Remo Carulli ha il grande merito (soprattutto agli occhi di coloro ai quali il calcio, più che uno sport, è soltanto una fastidiosa manifestazione di delirio collettivo) di sublimare lo sport nel senso più stretto del termine e di renderlo significativa metafora della vita, dei movimenti e dei fraintendimenti, delle casualità e degli autolesionismi che, intrecciati tutti insieme, creano la Vita, quella con la V maiuscola. Sicché capiamo tutte le altre sentenze che son pronunciate dai giocatori, che siano portieri o attaccanti; capiamo il processo di indagine e di scoperta personale che il terzino compie nei confronti di sé stesso, relazionandosi non soltanto coi compagni ma anche coi rivali, anch’essi personaggi mitici che, di volta in volta, assumono contorni e tinte sempre diverse. Capiamo anche l’ironia (anche quando declinata nella sua forma estrema, ovvero il sarcasmo) con la quale Carulli, in una divertita architettura, sostiene il racconto: la capiamo perché è la stessa che, per sopravvivere, dovremmo applicare al racconto della Vita, quella vera.
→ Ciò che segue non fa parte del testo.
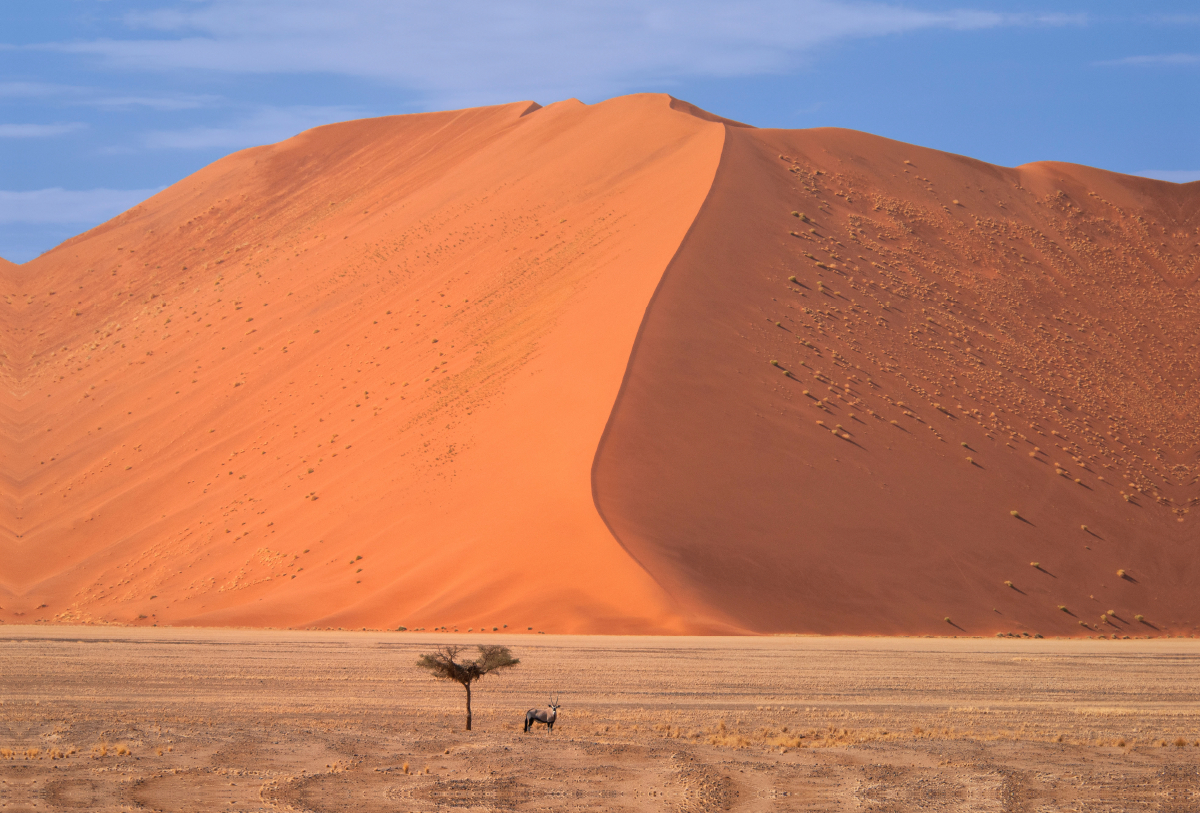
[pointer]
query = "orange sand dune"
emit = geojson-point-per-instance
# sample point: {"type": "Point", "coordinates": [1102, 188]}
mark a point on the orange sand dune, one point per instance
{"type": "Point", "coordinates": [353, 379]}
{"type": "Point", "coordinates": [829, 419]}
{"type": "Point", "coordinates": [629, 367]}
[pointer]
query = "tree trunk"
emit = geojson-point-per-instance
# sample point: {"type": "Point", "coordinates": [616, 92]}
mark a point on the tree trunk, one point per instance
{"type": "Point", "coordinates": [468, 705]}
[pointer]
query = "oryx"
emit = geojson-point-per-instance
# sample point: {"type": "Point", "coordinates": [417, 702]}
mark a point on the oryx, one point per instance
{"type": "Point", "coordinates": [543, 716]}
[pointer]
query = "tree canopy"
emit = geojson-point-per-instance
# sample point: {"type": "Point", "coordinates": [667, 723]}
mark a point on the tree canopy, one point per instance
{"type": "Point", "coordinates": [444, 664]}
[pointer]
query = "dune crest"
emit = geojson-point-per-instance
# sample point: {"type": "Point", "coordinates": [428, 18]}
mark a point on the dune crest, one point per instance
{"type": "Point", "coordinates": [627, 367]}
{"type": "Point", "coordinates": [918, 393]}
{"type": "Point", "coordinates": [352, 379]}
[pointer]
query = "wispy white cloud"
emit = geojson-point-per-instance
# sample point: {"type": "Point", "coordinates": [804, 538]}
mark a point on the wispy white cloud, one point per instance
{"type": "Point", "coordinates": [1173, 175]}
{"type": "Point", "coordinates": [34, 89]}
{"type": "Point", "coordinates": [264, 126]}
{"type": "Point", "coordinates": [466, 52]}
{"type": "Point", "coordinates": [166, 103]}
{"type": "Point", "coordinates": [1155, 59]}
{"type": "Point", "coordinates": [40, 131]}
{"type": "Point", "coordinates": [67, 206]}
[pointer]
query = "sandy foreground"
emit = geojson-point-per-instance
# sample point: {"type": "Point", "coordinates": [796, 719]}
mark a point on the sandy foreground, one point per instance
{"type": "Point", "coordinates": [225, 720]}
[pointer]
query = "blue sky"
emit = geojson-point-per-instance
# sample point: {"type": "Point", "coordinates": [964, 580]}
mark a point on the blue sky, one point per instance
{"type": "Point", "coordinates": [103, 102]}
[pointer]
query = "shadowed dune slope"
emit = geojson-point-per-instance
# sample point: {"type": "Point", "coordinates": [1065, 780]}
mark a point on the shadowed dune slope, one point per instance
{"type": "Point", "coordinates": [868, 355]}
{"type": "Point", "coordinates": [353, 379]}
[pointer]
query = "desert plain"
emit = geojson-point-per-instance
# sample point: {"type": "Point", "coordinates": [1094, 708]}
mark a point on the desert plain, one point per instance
{"type": "Point", "coordinates": [105, 718]}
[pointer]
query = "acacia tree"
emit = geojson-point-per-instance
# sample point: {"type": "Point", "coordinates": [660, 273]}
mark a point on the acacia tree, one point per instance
{"type": "Point", "coordinates": [444, 664]}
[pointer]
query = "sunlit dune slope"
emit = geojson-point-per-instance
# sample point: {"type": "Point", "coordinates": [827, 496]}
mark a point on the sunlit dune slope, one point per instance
{"type": "Point", "coordinates": [628, 367]}
{"type": "Point", "coordinates": [353, 379]}
{"type": "Point", "coordinates": [888, 390]}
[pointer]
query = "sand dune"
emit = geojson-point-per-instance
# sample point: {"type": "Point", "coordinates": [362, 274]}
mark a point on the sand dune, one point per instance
{"type": "Point", "coordinates": [861, 396]}
{"type": "Point", "coordinates": [628, 367]}
{"type": "Point", "coordinates": [353, 379]}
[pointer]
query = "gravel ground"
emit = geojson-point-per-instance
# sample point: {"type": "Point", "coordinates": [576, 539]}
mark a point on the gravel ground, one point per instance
{"type": "Point", "coordinates": [106, 718]}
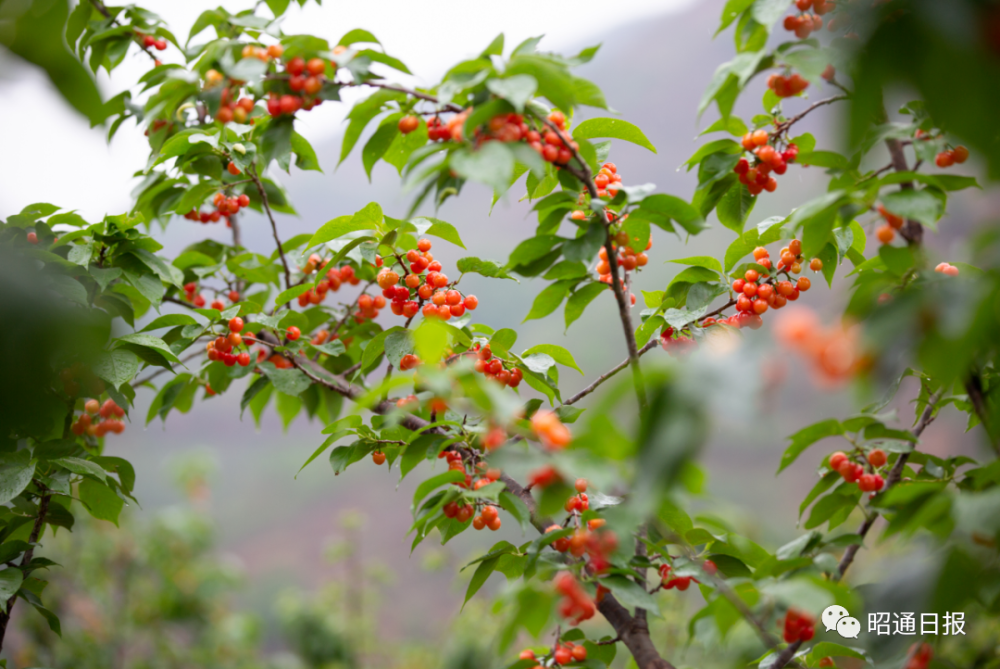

Remo Carulli ha il merito di aver tentato di motivare il calcio, di presentarcelo come se fosse una “cosa seria”. Da parte nostra, noi, abituati alla contemporaneità (e alla realtà delle prime pagine dei quotidiani), potremmo anche riuscire a farci cullare dall’illusione.
Non sveliamo il risultato della partita; ché in realtà, di importanza, non ne ha molta. Parafrasando Kavafis, non è tanto importante la mèta, quanto piuttosto la strada che siamo costretti a percorrere per raggiungerla.